Solidarity in crime: Miliband promises to protect Israeli Minister Livni

Miliband moves to protect Israeli politicians from UK laws
Mick Napier, 15 December 2009

Israeli ex-Minister Livni called off her planned visit to London after a Westminster magistrate issued an warrant for her arrest for her involvement in the planning of war crimes in Gaza. Like the verdicts of British juries that the Israeli Army murdered Tom Hurndall and journalist James Miller, previous arrest warrants for war crimes against Doron Almog, and the hurried exit of other Israeli generals, the latest UK magistrate's decision to issue an arrest warrant for an Israeli Government official on war crimes charges adds to the long-term build up of pressure for the British Government to break with its support for Israel.
 

For the moment, however, UK Foreign Minister David Miliband chose to "act with expediency to change the insufferable situation" where war criminals can be charged with war crimes. Livni had been due to address a London conference of the racist Jewish National Fund, whose sponsors include Gordon Brown and David Cameron, and Lib Dem Leader Nic Clegg.

Brown_livni
The legal provision to charge individuals who commit war crimes anywhere in the world when they set foot on UK soil was largely due to revulsion at Nazi mass killings during WWII and the determination to make sure they could not happen again. UN Judge Richard Goldstone last month attacked the Israeli sense of impunity in its commission of war crimes, due, Goldstone said, to unstinting Western support for Israeli aggression.

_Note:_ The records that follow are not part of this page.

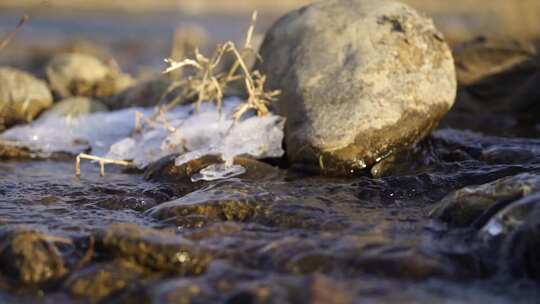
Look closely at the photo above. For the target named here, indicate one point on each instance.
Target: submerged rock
(472, 204)
(360, 80)
(101, 280)
(22, 97)
(75, 107)
(74, 74)
(154, 249)
(166, 170)
(30, 256)
(519, 223)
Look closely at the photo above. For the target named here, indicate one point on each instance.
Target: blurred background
(139, 33)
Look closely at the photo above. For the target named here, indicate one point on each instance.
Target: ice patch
(180, 131)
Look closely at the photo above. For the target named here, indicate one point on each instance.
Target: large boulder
(22, 97)
(360, 80)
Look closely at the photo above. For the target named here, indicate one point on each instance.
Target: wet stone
(103, 279)
(465, 206)
(32, 257)
(157, 250)
(244, 201)
(360, 80)
(165, 169)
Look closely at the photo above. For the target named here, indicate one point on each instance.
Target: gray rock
(360, 79)
(22, 97)
(74, 107)
(74, 74)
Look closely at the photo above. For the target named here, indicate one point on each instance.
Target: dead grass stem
(207, 84)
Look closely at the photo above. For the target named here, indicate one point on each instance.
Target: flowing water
(282, 236)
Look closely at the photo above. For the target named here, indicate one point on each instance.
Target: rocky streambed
(422, 216)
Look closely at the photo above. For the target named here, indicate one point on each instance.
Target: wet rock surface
(452, 219)
(360, 80)
(22, 97)
(282, 239)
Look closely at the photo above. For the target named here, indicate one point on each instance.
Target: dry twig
(101, 160)
(6, 40)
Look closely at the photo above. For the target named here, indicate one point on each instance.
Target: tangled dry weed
(207, 84)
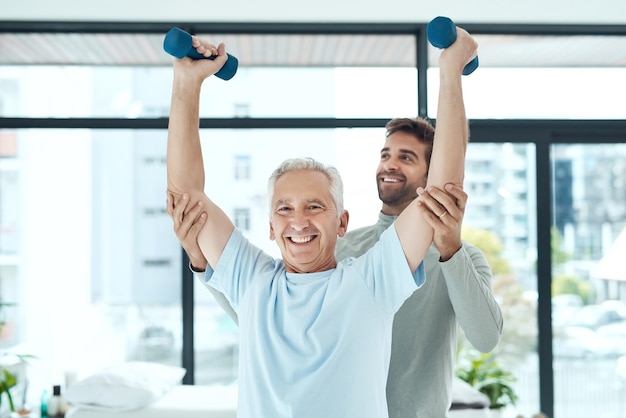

Livni's office described her as "proud of all her decisions regarding Operation Cast Lead" and that, "the operation achieved its objectives to...restore Israel's deterrence capability."

How will Miliband force through a change in British law to protect Israeli "Pinochets"? If the Lib Dems support him, he might force it through Parliament very quickly. If they don't, he will have to find other means and, with opinion in Britain hardening against Israel as a result of its last massacre in Gaza, that move will provoke widespread opposition.

After all, Miliband has been promising the Israeli ethnic cleansers for a long time that he would sort this matter out to their satisfaction and he has failed to move on the matter because he knows the storm it could unleash to seek to undo a law designed to keep out mass murderers.

British support for Israeli crimes is consistent and long-standing. The UK Government's open interference in the British legal system to protect Israeli war criminals will be an issue on which Palestinian solidarity campaigners and human rights supporters need to force each elected politician to take a public stance and make each open supporter of Israeli war criminals pay a political price.